Von Anno FrickeAnno Fricke Veröffentlicht: 02.10.2020, 11:22 Uhr
Zum Jahreswechsel kommt nach 15 Jahren Vorlauf die elektronische Patientenakte. Bundesgesundheitsminister Jens Spahn (CDU) ordnete bei der Haushaltsdebatte seines Etats am Donnerstag diesen Vorgang ein.

Zum Jahreswechsel kommt nach 15 Jahren Vorlauf die elektronische Patientenakte. Bundesgesundheitsminister Jens Spahn (CDU) ordnete bei der Haushaltsdebatte seines Etats am Donnerstag diesen Vorgang ein.

© Jörg Carstensen/dpa

Berlin. Die Haushaltsdebatte bietet der Opposition traditionell Gelegenheit, der Exekutive gepflegt die Meinung zu sagen. Der Bonus als Corona-Manager und Deutschlands guter Stand in Sachen Pandemie sorgten dafür, dass Gesundheitsminister Jens Spahn bei der ersten Lesung seines Haushalts am Donnerstagnachmittag eher schonend behandelt wurde. Und Märchenmotive im Zusammenhang mit der SARS-CoV-2-Pandemie mussten auch abgehandelt werden.

Mehr als 41 Milliarden Euro stark ist der Corona-Haushalt des Bundesministers für Gesundheit im laufenden Jahr. Im kommenden Jahr wird er auf gut 24 Milliarden geschrumpft, was aber immer noch deutlich mehr ist als die üblichen rund 15,3 Milliarden Euro in normalen Jahren, von denen 14,5 Milliarden Euro automatisch in den Gesundheitsfonds abfließen.
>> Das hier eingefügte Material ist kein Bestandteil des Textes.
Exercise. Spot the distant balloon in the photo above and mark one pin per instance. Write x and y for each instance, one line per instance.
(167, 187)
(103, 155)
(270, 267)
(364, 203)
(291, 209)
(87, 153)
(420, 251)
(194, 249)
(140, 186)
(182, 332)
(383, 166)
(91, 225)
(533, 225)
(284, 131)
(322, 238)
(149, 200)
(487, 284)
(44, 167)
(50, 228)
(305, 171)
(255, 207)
Spahn: Investition in die Zukunft

Minister Jens Spahn (CDU) versuchte sich zum Auftakt der Debatte an einer Neuinterpretation der Gesundheitsausgaben. „Eine starke Wirtschaft kann nur gelingen, wenn es ein starkes Gesundheitswesen gibt“, sagte Spahn. Mehr Gesundheitskosten seien mithin eine „Investition in die Zukunft“.
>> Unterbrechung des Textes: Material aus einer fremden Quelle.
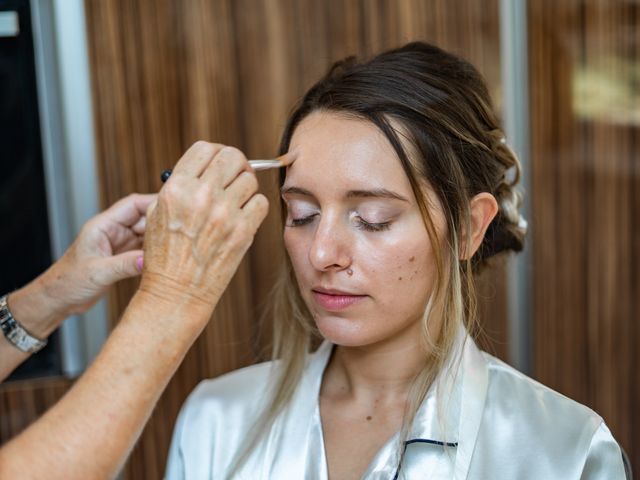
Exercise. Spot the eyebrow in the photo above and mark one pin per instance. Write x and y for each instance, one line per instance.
(375, 193)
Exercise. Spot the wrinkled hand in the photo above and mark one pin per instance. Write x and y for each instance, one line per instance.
(204, 221)
(108, 249)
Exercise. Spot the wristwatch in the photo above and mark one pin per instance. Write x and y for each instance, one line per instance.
(15, 332)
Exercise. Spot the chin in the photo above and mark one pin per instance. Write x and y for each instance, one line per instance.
(345, 332)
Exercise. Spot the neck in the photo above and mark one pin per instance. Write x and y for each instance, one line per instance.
(381, 372)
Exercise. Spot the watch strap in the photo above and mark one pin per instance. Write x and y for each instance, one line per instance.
(15, 332)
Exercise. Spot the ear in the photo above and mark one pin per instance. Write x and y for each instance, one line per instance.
(483, 209)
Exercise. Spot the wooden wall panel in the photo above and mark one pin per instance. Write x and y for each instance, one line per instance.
(22, 402)
(169, 72)
(585, 99)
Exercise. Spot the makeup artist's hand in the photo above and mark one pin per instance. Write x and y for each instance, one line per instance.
(107, 249)
(203, 223)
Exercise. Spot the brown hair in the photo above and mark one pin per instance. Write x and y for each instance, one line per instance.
(434, 108)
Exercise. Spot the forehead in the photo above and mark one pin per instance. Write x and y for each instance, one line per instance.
(336, 152)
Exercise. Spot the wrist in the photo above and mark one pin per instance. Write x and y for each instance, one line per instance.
(38, 312)
(170, 293)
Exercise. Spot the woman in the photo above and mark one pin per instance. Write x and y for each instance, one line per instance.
(401, 189)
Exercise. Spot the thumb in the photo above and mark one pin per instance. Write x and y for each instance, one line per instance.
(124, 265)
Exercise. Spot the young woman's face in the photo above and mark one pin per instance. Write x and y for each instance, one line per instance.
(354, 232)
Richtig ist daran sicherlich, dass der Gesundheitssektor mit um die zwölf Prozent zum Bruttoinlandsprodukt beiträgt und als Branche mit knapp sechs Millionen Beschäftigten der wahre Jobmotor im Land ist. In ein solches Umfeld Milliarden Euro zu investieren – zum Beispiel in die Digitalisierung des Öffentlichen Gesundheitsdienstes und der Krankenhäuser – kann mithin so falsch nicht sein.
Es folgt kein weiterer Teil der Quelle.